About this news about neuroscience and memory research
Author: Alexandria Carolan
Source: Johns Hopkins University
Contact: Alexandria Carolan – Johns Hopkins University
Image: The image is credited to Kanghoon Jung
Original Research: Open access.
” Dopamine-mediated formation of a memory module in the nucleus accumbens for goal-directed navigation” by Kanghoon Jung et al. Nature Neuroscience
Abstract
Dopamine-mediated formation of a memory module in the nucleus accumbens for goal-directed navigation
Navigation is effectively guided by spatial memories toward the desired destinations. The neuronal and circuitry that underlie the goal location encoding and its conversion into goal-directed navigation are still a mystery.

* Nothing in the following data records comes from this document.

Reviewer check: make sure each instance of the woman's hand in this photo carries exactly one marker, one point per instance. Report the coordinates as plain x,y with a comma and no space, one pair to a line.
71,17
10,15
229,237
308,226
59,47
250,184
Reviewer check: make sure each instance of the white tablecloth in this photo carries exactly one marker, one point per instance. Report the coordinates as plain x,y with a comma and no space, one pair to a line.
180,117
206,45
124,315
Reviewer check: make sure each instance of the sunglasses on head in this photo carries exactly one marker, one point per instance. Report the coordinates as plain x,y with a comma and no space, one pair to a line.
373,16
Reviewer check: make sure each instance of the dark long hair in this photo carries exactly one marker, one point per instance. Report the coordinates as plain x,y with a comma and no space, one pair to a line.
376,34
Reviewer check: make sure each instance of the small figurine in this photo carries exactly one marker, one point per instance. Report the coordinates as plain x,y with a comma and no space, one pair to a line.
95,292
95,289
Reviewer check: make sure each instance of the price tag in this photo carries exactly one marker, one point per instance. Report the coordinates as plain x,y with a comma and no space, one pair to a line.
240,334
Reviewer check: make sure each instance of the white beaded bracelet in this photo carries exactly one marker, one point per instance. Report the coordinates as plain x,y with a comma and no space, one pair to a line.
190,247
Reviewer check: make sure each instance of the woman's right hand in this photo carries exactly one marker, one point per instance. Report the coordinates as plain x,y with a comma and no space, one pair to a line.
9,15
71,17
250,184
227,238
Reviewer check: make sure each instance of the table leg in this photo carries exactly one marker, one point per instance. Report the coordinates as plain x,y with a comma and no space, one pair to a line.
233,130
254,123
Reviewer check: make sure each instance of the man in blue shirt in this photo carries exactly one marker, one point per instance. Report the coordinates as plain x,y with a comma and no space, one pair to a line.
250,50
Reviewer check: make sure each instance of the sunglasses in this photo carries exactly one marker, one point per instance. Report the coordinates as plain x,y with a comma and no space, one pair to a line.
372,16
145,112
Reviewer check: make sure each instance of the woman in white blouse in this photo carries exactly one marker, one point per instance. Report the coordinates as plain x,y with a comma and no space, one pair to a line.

Here we demonstrate that mice rapidly form a spatial memory of a shelter during shelter experiences, guiding escape behavior toward the goal location—a shelter—when under threat.
The ventral tegmental area’s dopaminergic neurons, which protrude to the nucleus accumbens ( NAc ), encode safety signals related to the shelter.
Phasic dopamine signals that are optically induced are sufficient to establish a place memory that controls escape navigation.
A subpopulation of NAc neurons in a converging dopaminergic and hippocampal glutamatergic inputs mediates the formation of a goal-related memory during shelter experiences.
Artificial co-activation of this goal-related NAc ensemble with neurons in the dorsal periaqueductal gray was sufficient to trigger memory-guided, rather than random, escape behavior.
These findings provide a causal link between memory and goal-directed action in cognitive circuit modules.